In Chile, Between Healthy Change And Outright Chaos

The social explosion of 2019, a referendum the following year, and last month's 'mega election' have pushed the country in a whole new direction. But is there any method to the madness?

-OpEd-

Chile recently held what was described here as a "mega election." On May 15 and 16, voters not only chose new governors, mayors and district councilors, but also the assembly members who will have the historic task of drafting the country's new constitution.

The election follows last year's referendum, in October, on whether to forge a new constitution and thus scrap the existing one (which dates back to 1980, when Chile was still in a dictatorship under Augusto Pinochet). The vote was overwhelming: 78% of people backed the creation of a new constitution, and 79% decided it should be written by a fully elected Constituent Assembly.

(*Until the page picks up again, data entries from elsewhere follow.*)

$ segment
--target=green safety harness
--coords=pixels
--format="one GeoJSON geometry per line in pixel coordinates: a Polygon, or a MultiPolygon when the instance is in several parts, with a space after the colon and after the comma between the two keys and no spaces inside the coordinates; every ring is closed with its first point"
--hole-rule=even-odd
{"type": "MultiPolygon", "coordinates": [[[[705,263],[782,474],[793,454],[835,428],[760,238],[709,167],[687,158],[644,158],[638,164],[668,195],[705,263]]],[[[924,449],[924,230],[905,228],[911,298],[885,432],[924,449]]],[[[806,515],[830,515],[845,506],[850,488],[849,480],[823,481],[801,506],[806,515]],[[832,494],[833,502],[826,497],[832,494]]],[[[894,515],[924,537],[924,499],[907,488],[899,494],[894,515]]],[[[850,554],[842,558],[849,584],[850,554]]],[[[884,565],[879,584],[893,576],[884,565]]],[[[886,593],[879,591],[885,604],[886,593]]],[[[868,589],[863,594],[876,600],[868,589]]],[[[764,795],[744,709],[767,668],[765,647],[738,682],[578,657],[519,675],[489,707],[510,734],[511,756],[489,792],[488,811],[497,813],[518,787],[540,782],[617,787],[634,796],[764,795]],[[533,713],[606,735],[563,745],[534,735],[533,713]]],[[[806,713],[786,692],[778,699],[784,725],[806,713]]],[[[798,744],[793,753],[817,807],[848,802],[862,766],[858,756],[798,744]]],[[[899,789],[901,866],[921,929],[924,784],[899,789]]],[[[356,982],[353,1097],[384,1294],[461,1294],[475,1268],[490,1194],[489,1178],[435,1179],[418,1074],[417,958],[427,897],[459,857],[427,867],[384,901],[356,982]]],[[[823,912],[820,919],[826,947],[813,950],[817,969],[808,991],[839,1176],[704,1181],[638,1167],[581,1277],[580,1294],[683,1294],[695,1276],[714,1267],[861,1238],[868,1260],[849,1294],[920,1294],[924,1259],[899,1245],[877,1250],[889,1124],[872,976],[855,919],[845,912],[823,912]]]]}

That's part of context, as is the social explosion that took place in late 2019, a year before the plebiscite. And the lesson drawn from all this is that people are blatantly rejecting the current system, the political establishment and all our familiar people and practices, including the very model of politics to which we've ascribed for decades.

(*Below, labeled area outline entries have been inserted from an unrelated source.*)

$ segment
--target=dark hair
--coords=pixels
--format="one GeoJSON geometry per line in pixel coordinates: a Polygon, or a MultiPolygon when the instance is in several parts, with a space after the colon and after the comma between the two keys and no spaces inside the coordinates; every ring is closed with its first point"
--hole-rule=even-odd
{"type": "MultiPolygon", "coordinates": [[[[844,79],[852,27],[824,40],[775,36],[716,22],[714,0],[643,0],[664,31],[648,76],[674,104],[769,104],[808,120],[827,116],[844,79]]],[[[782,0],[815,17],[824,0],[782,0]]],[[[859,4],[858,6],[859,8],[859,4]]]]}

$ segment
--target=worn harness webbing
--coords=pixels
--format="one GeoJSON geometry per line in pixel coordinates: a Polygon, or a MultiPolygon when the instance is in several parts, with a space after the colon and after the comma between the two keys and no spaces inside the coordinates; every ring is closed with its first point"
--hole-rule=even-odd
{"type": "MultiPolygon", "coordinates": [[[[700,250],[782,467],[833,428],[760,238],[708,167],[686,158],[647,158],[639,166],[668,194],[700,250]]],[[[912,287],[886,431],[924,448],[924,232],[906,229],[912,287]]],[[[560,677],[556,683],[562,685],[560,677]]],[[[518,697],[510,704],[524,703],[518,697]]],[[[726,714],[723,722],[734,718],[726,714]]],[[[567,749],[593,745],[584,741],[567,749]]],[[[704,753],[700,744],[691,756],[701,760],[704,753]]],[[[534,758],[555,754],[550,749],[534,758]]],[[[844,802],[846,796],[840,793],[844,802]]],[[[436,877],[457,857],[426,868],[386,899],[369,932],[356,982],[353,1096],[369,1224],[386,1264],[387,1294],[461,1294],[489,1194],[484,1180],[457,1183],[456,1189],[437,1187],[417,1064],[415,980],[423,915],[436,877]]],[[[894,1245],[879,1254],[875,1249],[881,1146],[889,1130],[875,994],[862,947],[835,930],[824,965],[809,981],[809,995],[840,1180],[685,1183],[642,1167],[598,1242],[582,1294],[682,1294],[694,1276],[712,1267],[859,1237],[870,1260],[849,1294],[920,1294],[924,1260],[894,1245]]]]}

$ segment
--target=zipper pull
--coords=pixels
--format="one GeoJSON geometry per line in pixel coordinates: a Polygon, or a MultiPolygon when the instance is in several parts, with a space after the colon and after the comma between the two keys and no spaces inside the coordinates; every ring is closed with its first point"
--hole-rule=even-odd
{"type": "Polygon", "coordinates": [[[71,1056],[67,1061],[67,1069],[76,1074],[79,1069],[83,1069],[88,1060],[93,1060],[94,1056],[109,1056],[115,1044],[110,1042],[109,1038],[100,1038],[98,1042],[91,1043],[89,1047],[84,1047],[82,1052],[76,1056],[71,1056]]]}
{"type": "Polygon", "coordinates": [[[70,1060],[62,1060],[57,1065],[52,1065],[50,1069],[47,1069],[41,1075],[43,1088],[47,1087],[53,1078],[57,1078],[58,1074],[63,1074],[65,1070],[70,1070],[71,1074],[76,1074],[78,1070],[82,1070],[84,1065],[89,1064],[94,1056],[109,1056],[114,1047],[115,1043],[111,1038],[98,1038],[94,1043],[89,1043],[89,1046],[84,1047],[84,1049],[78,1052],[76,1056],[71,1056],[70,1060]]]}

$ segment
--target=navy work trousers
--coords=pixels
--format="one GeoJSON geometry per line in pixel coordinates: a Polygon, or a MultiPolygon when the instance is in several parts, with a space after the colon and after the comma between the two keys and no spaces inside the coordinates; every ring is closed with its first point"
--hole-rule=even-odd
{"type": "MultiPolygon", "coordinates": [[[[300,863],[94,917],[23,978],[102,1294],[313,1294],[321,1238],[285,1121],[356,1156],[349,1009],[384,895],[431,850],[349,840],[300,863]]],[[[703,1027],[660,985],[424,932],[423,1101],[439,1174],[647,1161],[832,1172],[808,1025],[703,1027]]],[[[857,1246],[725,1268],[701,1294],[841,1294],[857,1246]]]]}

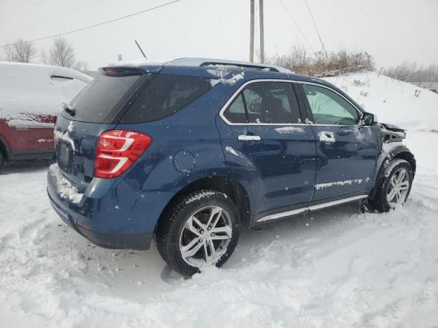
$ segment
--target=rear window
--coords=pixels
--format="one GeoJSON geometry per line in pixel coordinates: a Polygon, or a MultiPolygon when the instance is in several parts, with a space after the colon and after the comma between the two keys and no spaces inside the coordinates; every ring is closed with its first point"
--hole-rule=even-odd
{"type": "Polygon", "coordinates": [[[159,74],[138,96],[122,122],[160,120],[185,107],[211,87],[208,79],[159,74]]]}
{"type": "Polygon", "coordinates": [[[103,123],[123,96],[141,75],[110,77],[99,75],[93,79],[70,102],[75,115],[66,111],[62,115],[75,121],[103,123]]]}

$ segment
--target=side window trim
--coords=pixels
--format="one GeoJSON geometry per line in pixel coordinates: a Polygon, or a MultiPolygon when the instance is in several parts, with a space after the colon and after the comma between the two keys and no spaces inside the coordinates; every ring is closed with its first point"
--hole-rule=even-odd
{"type": "MultiPolygon", "coordinates": [[[[324,88],[331,91],[332,92],[334,92],[335,94],[337,94],[339,97],[341,97],[342,99],[344,99],[347,102],[348,102],[350,105],[351,105],[351,106],[352,106],[352,107],[355,109],[356,109],[356,111],[357,111],[357,113],[359,115],[359,120],[360,120],[360,118],[362,117],[362,114],[363,114],[362,111],[361,111],[359,108],[357,108],[357,107],[355,104],[353,104],[351,101],[350,101],[348,99],[347,99],[343,95],[339,94],[336,90],[332,89],[331,87],[327,87],[326,85],[324,85],[322,84],[312,83],[311,82],[306,82],[306,81],[297,81],[296,83],[299,85],[300,92],[301,94],[301,96],[302,96],[302,98],[303,99],[303,101],[304,101],[304,103],[305,103],[306,112],[307,113],[307,117],[309,118],[309,120],[310,120],[311,121],[313,122],[313,114],[312,113],[311,109],[310,108],[310,104],[309,103],[309,100],[307,99],[307,97],[306,97],[306,96],[305,96],[305,93],[304,92],[304,88],[302,87],[302,85],[303,84],[309,84],[309,85],[315,85],[317,87],[324,87],[324,88]]],[[[355,126],[358,124],[359,124],[359,122],[357,123],[356,123],[355,124],[344,125],[344,126],[355,126]]],[[[314,125],[314,126],[340,126],[340,124],[314,124],[314,123],[313,123],[312,125],[314,125]]]]}
{"type": "Polygon", "coordinates": [[[294,92],[295,92],[296,100],[298,102],[298,107],[300,109],[300,114],[301,116],[301,122],[305,123],[306,119],[307,118],[311,121],[313,120],[313,114],[311,111],[309,112],[309,108],[307,107],[307,102],[305,101],[307,100],[305,100],[304,96],[302,96],[303,93],[301,91],[301,89],[302,88],[302,85],[296,82],[294,82],[292,83],[292,86],[294,87],[294,92]]]}
{"type": "Polygon", "coordinates": [[[244,94],[244,90],[242,89],[242,91],[240,91],[240,92],[239,92],[237,94],[237,96],[236,96],[238,97],[239,94],[241,95],[242,96],[242,101],[244,103],[244,109],[245,109],[245,117],[246,118],[246,124],[249,123],[249,114],[248,113],[248,108],[246,107],[246,100],[245,99],[245,95],[244,94]]]}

People have sought to explain the mega-election results with sophisms and excuses. They say that nobody could see this coming. Others — people here and there who managed to retain a mayorship or a few city council seats — respond with an absurd complacency. Either way, we are not considering the problem at its roots. There is no real or specific expression of contrition.

A voting center in Santiago, on the first day of elections in Chile, May 15, 2021 — Photo: Matias Basualdo

From my modest point of view, there are signs that we are in a political transition not just here in Chile, but at the regional level, and that the recent vote was a crude expression of social protest. Never mind if it is deep or considered: The point is that change is imminent. In aggregate terms, the current voter cares little about what's really going on in the background.

Social and online trends have imposed themselves. I repeat, there is no background, just a poverty of ideas and real debate. The point was to change things, that and nothing more. Another great conclusion is that the consequences of all this will only emerge in time. Let's just hope we don't slide down the slope of populist payouts and a ballooning public sector with more governors, officials and hangers-on.

Looking at the bulk of the 155 constituent assembly members, I fear that the text they will design will come from the heart, not the mind. The problem is that a passionate, possibly overbearing text — one that will then have to be ratified, again through a referendum — is no good. Its scope and shelf-life will be limited.

Finally, it is clear to me that this is the hour, in Chile, of the millennials. We should not be surprised that a 30-year-old economist, Irací Hassler, should have become Santiago's first communist mayor. Nor that Macarena Ripamonti, a 29-year-old lawyer with the Democratic Revolution party, would be elected mayor of Viña del Mar, on the coast.

It may be harsh to say, but our conventional politicians must take responsibility for recent events, and even retire. Especially those who had no vision or responsibility with education!